Nomura Holdings Inc., the large Japanese financial holding company, is planning to cut about 5 percent of its jobs in Europe to cut costs, according to reports.

The Tokyo-based company's announcement follows on the heels of major banks like Bank of America and HSBC Holdings, which have already said they'll eliminate tens of thousands of workers in a bid to compete in a tougher global environment.

The debt crisis in Europe is believed to have seriously impeded Nomura’s trading income and investment banking revenues on the continent.

According to Bloomberg, Nomura had 4,436 employees in Europe as of June 30, the majority of whom work in its wholesale unit, which includes investment banking and trading operations in London.

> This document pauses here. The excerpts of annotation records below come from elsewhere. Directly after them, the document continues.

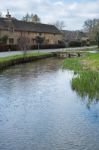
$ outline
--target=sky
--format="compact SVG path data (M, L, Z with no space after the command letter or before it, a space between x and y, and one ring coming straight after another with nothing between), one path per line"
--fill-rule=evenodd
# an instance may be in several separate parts
M33 13L42 23L64 21L66 30L81 30L85 20L99 18L99 0L0 0L3 16L7 9L17 19Z

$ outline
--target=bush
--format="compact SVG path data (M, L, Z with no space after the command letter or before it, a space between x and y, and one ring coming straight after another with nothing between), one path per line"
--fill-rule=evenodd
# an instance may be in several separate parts
M81 47L80 41L71 41L69 42L69 47Z
M19 50L18 45L0 44L0 52L17 51L17 50Z
M48 45L41 44L39 45L40 49L55 49L55 48L64 48L64 47L65 47L64 44L48 44ZM38 49L38 45L32 45L31 49Z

In July, Nomura said it would seek to reduce annual expenses at its wholesale unit by about $400 million.

Earlier this week, the company’s shares fell to a nearly four-decade low in Tokyo amid fears it couldn't expand overseas amidst a bleak global economic landscape.

“Job cuts will be inevitable under such market conditions,” Katsunobu Komizo, chief executive at recruitment firm Executive Search Partners Co. in Tokyo, told Bloomberg. “Investors cannot wait for so long and expect the bank to get fruits in a short term. Nomura will be able to increase its income by cutting human costs.”

Nomura’s international units recorded a pretax loss of 32.8 billion yen ($425 million) in the second quarter. The company’s European segment alone lost 31.7 billion yen.

The Wall Street Journal noted that Nomura has faced many questions and criticism over its cost structure ever since it acquired the Asian and European units of Lehman Brother in 2008 during the height of the global financial crisis.

However, Bloomberg notes that Nomura remains the dominant investment bank in its home Japanese market.